‘HINDER!’

‘Anstellen! Instappen! Anfangen!’ Ruim twintig jeugdige campinggasten haasten zich weer naar de tafeltennistafel. Een nieuw potje rond-de-tafel gaat beginnen. Eén van de kleinste jongetjes slaagt er weer in om als eerste vooraan te staan. ‘Handvoordeel!’ roept het jochie dat zonder tafeltennisbatje naar de speeltuin is gekomen. Iedereen stemt in. Het is zo’n regel die vast is bedacht door de Duitsers. Die bedenken alles. Zo kun je levens verdienen als je de finale haalt. En nog meer als je die wint. Maar de favoriete Duitse regel geldt in situaties van belemmering: ‘HINDER!’

Hinder kan van alles zijn. Een klein kind dat in de weg loopt? ‘HINDER!’ Een iets te harde zucht wind? ‘HINDER!’ Een meeuw op de speeltafel? ‘HINDER!’ Een moeder die komt roepen dat het eten klaar is? ‘HINDER!’ En als het geen hinder is, dan hebben de Duitsers altijd nog wel een leven over om de finale te halen. In de finale halen ze weer nieuwe levens. En zo gaat het hele zomeravonden door. De regels zijn duidelijk. Hoe hard de Nederlanders ook ‘RAUS!’ roepen na een gemiste bal, de Duitsers hebben altijd hun woordje klaar. Zo weten ze iedere keer weer te winnen. Avond na avond.

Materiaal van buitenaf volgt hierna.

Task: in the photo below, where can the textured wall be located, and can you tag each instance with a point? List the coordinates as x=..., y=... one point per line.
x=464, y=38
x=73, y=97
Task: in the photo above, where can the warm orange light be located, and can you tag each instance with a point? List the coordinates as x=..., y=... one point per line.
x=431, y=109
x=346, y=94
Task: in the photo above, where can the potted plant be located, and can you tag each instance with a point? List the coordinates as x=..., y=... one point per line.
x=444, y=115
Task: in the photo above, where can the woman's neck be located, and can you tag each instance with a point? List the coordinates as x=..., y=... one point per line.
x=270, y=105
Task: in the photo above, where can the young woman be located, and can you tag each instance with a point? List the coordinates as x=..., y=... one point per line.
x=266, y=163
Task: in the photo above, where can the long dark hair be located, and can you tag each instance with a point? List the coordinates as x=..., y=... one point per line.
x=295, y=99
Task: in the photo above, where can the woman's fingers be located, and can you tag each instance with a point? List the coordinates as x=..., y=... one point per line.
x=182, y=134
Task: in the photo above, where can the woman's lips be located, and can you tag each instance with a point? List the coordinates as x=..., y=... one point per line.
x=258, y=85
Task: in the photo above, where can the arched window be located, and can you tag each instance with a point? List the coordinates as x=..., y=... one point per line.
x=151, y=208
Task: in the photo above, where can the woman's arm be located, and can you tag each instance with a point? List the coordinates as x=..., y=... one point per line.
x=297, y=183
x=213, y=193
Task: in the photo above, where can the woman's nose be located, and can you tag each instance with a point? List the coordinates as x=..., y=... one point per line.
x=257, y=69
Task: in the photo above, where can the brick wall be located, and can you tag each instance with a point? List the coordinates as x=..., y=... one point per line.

Denk niet dat het rond-de-tafel op de camping geen serieuze zaak is. Dat is het absoluut. Op de gemiddelde camping ontleent een ieder zijn of haar status aan de tafeltennisprestaties. Wie er steeds als eerste uitvliegt, is toch een beetje het sulletje van de camping. Zij die de finale halen, staan hoog in aanzien. Naast het bunkers graven op het strand (om de zee tegen te houden) is het rond-de-tafel een dagelijks hoogtepunt. De laatste vijf haal ik regelmatig. Maar dan houdt het op. De Duitsers verslaan op de tafeltennistafel is net zo onmogelijk als de zee tegenhouden op het strand.

In het voetbal is er altijd veel discussie over buitenspel. De laatste tijd gaat het daarbij veel over de vraag of spelers wel of niet aan het spel deelnemen. Neem deze situatie: Een speler schiet van afstand. Zijn schot verdwijnt in de goal. Doelpunt! Maar één van zijn medespelers staat buitenspel. Hij raakt de bal niet. Maar hij staat wel midden voor de keeper en belemmert zijn zicht. Elke Duitser zou ‘HINDER!’ roepen. Afgekeurd! In de weg lopen is vanuit Duits oogpunt zo ongeveer de ergste vorm van hinder. Toch worden negen van de tien van dit soort doelpunten goedgekeurd.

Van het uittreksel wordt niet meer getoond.